In Diane Latiker’s mind, it’s all been about the strength and mercy of her Lord and savior. How else can you explain how a 54-year-old mother and grandmother’s most vulnerable and frightening times resulted in her most courageous stand?

Eight years ago, Latiker stood utterly petrified over the mere thought of her 13-year-old daughter simply venturing outside their far South Side Chicago home. So rampant and random was all the violence in their Roseland neighborhood that in the last four years alone nearly 400 teens have lost their lives to gang-related violence.

It led Latiker to begin erecting a stone memorial just steps from her home to commemorate all the fallen and “shock the community” into action. To date, there are some 220 stones standing, with orders for more than 150 more.

“The gangs were everywhere, even right next door,” Latiker said of her motivation to start the Kids Off the Block community program in the living room of her home in 2003. Today, the now nationally recognized program has served more than 1,500 11- to 24-year-olds and Latiker is being saluted among CNN’s Top 10 Heroes of 2011.

“People said I was crazy because I let kids into my home that I didn’t even know,” said Latiker, the mother of eight children and grandmother of 13. “How could I not? We are losing a whole generation to violence. I’ve had six gangs in my home at one time. But that was the only safe place for them to be and I found that they respected that. We were in my dining room, then we moved into my bedroom, at one time there were more than 75 young people in my three rooms.”
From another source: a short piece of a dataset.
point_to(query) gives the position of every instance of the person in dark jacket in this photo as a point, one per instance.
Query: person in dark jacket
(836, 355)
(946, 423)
What Latiker also soon found is that perhaps things aren’t nearly as hopeless as they may have sometimes seemed. “It started with me taking my daughter and some of her friends to the movies, swimming or whatever,” said Latiker, who over the years has gone as far as to sell the family television to generate funds for the program.

“Soon we were meeting in my living room to talk, do homework, just to be safe,” she added. “The kids started talking about how they wanted to be doctors, singers, performers. They didn’t just want to be out there running up and down the streets.”

And the more they sensed how much Diane Latiker cared, how much she believed in them, the more they grew to have confidence in themselves.

“Miss Diane, she changed my life and I love her for that,” said Maurice Gilchrist. Now 15, Gilchrist tells the woeful tale of how he joined a gang at 12-years-old and seemed destined for a life in the streets before he just so happened upon Latiker’s overcrowded home one snowy evening.

“We always we used to jump on people, rob, whatever,” said Gilchrist, who now earns good enough grades to compete in football for his high school team and has dreams of earning a scholarship. “You name it, I would be there. Without this program, I would be locked up, dead or somewhere beat up.

Latiker, who quit her job as a cosmetologist to be on hand for the program full time, beamed as Gilchrist spoke. No matter how many times she’s heard stories like it, she always soon finds her herself dabbing at her eyes.